TOPLUM Gazetesi, 27 Ocak 2021

AHMET ARPAD

Erich Maria Remarque'ın 1929 yılında ilk kez basılan "Batı Cephesinde Yeni Bir Şey Yok” romanı 20. yüzyılın Alman dilinde yazılmış en başarılı eserdir.

"Batı Cephesinde Yeni Bir Şey Yok” romanı bundan 92 yıl önce 29 Ocak 1929'da piyasaya çıktığında 20. yüzyılın Almanca yazılmış en başarılı yapıtı olacağını ne yazarı Erich Maria Remarque, ne de yayıncısı Berlinli Ullstein şirketler grubunun Propylaen Yayınevi düşünden geçirmişti. 1930 yılında Amerika'da beyazperdeye uyarlanan, elli dile çevrilen, toplam yirmi milyon baskı yapan bu roman geçen yüzyılın ilk ve en başarılı savaş karşıtı eseridir. "Batı Cephesinde Yeni Bir Şey Yok” (Türkçeye çeviren: Burhan Arpad) ilk altı ayda yarım milyon satar. Piyasaya verilmesinden on iki ay sonra tirajı bir milyona ulaşır. Remarque bu yapıtıyla Birinci Dünya Savaşı'nın yaralarını on yıl sonra bile bir türlü saramamış Weimar Cumhuriyeti insanlarını yüreğinden vurmuştu. Okurları savaşla tramva geçirmiş, ruhsal dengesini yitirmiş, çökmüş bireylerdi. Remarque da onlardan biriydi. 19 yaşında cepheye sürülmüş, ağır yaralı olarak bir yılını askeri hastanelerin koğuşlarında geçirmişti. "Ben bu eserimle şikayet etmekten çok, savaşta bir neslin yitirilmiş olduğuna toplumun dikkatini çekmek istiyorum...” diyen Remarque'ın anlattıkları gerçektir, kendinin ve cephe arkadaşlarının yaşadıklarına dayanır. Carl Zuckmayer: "Bu roman Bilinmeyen Asker'e dikilmiş bir anıttır,” der. "Remarque'ın eseri yaşamlarını yitirmiş yüz binlerce genç askerin kalıtıdır... Onu milyonlar okuyacaktır.” 20. yüzyılın ilk yarısında toplumsal eleştiri içeren romanlarıyla ünlenen yazar Leonhard Frank'ın şu sözleri de önemlidir: "Batı Cephesinde Yeni Bir Şey Yok gibi bir eser ancak yüzyılda bir yazılır!” Erich Maria Remarque ünlü eseri üzerine şöyle demişti: "O çağının bir belgesidir... İzlenimlerimden ortaya çıkmış, tecrübelerimle biçimlenmiş kişisel bir sorumluluk belgesi...”

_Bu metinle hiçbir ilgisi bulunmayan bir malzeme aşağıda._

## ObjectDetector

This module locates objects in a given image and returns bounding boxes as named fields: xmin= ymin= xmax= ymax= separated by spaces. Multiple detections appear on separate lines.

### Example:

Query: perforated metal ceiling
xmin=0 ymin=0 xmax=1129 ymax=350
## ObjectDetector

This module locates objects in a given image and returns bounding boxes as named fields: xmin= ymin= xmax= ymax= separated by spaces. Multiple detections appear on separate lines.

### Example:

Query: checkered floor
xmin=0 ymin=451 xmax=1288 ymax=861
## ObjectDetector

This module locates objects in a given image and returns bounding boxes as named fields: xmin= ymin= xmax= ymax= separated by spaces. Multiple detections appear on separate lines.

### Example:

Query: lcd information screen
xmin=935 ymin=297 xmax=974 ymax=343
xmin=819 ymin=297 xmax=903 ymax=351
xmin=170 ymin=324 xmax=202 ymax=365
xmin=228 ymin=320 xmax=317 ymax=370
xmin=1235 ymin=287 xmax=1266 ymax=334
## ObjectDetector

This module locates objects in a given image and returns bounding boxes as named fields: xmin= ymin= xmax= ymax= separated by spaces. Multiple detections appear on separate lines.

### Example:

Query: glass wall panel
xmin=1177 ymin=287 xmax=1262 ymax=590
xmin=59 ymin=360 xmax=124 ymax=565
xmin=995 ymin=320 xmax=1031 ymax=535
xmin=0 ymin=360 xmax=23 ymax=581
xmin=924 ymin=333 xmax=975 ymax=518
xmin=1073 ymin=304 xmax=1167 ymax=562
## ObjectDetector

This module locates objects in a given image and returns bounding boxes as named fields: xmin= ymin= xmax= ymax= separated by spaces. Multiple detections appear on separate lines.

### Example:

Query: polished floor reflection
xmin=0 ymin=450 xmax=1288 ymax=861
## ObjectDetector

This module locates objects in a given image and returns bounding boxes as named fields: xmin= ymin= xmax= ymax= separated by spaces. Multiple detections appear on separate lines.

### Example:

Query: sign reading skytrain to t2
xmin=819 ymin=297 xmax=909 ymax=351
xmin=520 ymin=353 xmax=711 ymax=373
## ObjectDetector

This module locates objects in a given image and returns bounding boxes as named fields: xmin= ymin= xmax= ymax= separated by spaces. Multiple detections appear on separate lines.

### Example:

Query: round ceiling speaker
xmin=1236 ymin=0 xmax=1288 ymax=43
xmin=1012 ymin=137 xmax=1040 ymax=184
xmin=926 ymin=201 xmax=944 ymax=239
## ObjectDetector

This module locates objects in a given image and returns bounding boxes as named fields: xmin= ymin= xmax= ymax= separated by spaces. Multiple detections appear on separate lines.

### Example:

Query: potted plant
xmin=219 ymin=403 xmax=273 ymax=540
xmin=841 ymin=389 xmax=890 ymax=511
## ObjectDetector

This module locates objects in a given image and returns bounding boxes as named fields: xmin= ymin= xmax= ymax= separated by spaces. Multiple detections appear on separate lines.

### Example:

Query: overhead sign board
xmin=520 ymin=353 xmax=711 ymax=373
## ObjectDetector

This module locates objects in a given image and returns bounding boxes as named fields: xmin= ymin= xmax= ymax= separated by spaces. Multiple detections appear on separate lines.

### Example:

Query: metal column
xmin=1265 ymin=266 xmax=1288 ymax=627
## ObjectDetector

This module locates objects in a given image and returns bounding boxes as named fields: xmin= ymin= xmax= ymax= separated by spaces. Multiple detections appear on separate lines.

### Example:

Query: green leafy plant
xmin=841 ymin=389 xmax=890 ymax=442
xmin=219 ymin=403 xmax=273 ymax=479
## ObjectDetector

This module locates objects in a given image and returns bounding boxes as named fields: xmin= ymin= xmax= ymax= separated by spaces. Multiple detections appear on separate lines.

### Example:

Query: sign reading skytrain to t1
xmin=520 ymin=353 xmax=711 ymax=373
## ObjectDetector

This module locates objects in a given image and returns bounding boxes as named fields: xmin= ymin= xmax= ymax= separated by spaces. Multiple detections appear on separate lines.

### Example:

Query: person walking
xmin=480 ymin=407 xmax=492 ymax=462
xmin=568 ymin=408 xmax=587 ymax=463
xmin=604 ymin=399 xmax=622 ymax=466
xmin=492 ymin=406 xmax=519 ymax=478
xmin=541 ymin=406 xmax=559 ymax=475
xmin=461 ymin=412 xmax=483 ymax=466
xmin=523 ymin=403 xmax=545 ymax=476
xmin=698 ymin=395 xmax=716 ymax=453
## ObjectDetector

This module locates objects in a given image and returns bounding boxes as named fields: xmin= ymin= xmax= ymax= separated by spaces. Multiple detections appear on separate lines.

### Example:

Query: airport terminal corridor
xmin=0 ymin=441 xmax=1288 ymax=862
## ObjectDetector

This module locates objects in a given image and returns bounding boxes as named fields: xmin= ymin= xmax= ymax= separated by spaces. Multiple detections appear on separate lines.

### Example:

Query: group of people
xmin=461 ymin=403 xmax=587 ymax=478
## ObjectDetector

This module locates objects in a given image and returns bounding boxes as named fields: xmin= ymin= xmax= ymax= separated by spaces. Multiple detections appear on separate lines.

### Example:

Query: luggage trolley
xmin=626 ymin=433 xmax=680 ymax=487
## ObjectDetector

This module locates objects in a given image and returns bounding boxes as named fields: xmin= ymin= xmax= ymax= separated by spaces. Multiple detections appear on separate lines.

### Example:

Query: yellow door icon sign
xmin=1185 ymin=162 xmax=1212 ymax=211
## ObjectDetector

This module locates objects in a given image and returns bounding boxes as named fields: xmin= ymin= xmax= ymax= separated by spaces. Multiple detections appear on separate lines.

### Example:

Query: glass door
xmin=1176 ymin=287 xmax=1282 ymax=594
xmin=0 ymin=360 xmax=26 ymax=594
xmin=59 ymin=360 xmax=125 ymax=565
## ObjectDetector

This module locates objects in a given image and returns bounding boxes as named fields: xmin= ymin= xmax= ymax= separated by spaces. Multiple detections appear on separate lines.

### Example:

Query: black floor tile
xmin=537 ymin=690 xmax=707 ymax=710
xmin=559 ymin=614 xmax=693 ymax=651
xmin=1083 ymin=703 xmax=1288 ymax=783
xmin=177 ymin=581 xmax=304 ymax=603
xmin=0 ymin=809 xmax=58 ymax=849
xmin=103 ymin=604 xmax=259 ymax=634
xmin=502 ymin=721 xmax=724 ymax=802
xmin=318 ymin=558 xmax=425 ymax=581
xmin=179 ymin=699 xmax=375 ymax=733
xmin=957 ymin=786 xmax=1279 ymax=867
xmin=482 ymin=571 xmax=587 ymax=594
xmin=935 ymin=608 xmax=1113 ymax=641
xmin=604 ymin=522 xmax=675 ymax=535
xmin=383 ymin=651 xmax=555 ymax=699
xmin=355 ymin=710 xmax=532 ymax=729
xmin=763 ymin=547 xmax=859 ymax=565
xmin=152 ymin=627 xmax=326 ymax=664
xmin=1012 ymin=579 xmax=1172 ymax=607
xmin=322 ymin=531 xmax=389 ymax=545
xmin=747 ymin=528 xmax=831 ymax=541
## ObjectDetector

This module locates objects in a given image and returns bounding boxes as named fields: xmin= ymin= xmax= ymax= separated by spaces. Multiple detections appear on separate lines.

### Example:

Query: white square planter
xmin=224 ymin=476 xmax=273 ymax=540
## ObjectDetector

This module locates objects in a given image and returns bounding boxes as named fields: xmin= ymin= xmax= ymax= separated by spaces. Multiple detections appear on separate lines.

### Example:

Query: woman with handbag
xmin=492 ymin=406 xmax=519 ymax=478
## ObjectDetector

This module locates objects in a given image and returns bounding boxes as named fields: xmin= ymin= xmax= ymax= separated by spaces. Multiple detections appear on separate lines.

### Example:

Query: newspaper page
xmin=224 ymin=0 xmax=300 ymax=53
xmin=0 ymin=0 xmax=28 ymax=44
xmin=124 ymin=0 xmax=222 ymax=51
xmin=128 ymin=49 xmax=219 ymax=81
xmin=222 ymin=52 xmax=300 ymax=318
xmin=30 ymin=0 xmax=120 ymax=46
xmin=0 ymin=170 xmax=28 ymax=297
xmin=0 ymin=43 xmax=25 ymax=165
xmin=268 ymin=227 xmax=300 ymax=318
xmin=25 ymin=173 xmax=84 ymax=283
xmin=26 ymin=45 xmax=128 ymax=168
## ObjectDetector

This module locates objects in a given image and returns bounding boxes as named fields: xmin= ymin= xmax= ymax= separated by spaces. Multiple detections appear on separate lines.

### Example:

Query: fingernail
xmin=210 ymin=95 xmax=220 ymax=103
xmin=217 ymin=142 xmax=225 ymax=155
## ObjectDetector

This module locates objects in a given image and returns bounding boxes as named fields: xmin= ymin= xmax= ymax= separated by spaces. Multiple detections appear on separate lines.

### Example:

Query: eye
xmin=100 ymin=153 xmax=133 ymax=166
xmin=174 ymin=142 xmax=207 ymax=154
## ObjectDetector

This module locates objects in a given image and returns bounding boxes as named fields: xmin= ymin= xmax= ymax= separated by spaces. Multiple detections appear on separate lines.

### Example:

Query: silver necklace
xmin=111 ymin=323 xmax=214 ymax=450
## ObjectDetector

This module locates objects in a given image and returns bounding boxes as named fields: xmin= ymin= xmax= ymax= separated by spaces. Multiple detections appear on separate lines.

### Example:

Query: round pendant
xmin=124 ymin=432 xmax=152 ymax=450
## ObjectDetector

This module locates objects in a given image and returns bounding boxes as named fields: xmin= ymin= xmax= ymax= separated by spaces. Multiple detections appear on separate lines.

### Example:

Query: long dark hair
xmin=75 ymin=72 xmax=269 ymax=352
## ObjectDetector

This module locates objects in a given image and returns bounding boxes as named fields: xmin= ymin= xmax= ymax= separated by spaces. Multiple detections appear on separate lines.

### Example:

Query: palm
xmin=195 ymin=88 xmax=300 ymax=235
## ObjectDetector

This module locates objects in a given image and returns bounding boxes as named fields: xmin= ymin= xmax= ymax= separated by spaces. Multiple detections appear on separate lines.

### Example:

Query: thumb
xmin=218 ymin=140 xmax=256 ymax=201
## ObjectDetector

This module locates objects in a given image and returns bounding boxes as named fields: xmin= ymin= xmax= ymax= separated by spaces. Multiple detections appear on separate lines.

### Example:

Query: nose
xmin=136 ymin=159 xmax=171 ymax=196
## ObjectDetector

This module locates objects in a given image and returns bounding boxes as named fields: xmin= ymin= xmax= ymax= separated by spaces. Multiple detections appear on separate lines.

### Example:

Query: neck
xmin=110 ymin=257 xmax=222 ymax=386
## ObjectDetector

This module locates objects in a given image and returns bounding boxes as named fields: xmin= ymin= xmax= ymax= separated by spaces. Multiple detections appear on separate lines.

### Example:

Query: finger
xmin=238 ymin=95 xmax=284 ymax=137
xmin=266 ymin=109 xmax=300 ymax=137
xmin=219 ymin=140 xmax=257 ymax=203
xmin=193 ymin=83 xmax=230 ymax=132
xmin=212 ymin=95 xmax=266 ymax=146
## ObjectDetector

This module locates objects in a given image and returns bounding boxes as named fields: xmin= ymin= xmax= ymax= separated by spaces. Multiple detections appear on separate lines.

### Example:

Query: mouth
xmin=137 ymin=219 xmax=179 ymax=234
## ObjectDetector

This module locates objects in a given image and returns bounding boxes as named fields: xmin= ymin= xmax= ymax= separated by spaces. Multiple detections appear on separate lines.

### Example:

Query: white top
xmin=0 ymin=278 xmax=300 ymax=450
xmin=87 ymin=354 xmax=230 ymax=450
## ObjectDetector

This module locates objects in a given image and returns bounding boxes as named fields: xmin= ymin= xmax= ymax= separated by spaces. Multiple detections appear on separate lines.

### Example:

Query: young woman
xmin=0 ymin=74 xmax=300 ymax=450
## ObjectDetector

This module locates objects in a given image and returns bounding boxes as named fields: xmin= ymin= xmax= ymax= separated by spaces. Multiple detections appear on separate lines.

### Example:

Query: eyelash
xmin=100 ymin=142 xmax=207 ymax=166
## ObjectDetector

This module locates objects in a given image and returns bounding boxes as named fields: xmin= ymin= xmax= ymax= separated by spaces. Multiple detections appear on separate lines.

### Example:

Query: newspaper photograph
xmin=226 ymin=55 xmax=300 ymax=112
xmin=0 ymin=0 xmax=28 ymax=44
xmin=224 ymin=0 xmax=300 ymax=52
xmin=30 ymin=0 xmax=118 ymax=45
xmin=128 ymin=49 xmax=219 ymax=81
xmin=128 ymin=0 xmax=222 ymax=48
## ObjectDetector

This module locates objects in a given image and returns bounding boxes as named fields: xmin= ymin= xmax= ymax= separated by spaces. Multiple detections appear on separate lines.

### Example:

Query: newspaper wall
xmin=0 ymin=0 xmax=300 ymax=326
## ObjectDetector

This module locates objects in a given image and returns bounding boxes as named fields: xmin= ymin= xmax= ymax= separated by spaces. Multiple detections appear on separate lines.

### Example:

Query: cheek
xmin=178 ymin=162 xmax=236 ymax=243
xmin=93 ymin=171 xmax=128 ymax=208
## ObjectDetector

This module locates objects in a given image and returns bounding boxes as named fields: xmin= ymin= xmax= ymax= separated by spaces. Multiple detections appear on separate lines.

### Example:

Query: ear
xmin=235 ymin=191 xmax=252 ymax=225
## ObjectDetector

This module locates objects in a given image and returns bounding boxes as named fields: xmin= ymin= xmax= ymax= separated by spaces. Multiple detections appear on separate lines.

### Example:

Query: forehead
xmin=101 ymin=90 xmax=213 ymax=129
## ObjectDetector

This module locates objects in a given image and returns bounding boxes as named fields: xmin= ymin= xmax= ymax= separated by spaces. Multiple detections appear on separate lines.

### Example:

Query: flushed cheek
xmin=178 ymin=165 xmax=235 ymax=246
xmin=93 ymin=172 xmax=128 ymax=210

Ancak 1933'de Almanya'da yönetime el koyan Naziler halkın bu gibi aydınlatıcı romanları okumasına karşıydı. 10 Mayıs 1933 günü Berlin Üniversitesi önündeki alanda ateşe atılan binlerce kitap arasında Remarque'in, 'Batı Cephesinde Yeni Bir Şey Yok' ve 'Dönüş Yolu' romanları da vardı. Remarque Alman vatandaşlığında çıkarıldı. 1933'lerin kahverengi gömlekli iktidarı onu ve romanlarını kendilerine engel görmeye başlamıştı. Çünkü genç yaşta ünlenen yazar, yüzyıllardır Cermen efsaneleri ve masalımsı yiğitlik örnekleriyle yetiştirilmiş sıradan Alman halkına savaşın yersizliğini, kötülüklerini herkesin anlayacağı apaçık gerçekler olarak haykırıyordu. Eserlerine edebiyatçılar ve büyük tenkitçiler dudak bükseler de, insanlar Remarque'i okuyor ve savaşın ne olduğunu, savaştan kimlerin yararlandığını anlamaya başlıyordu.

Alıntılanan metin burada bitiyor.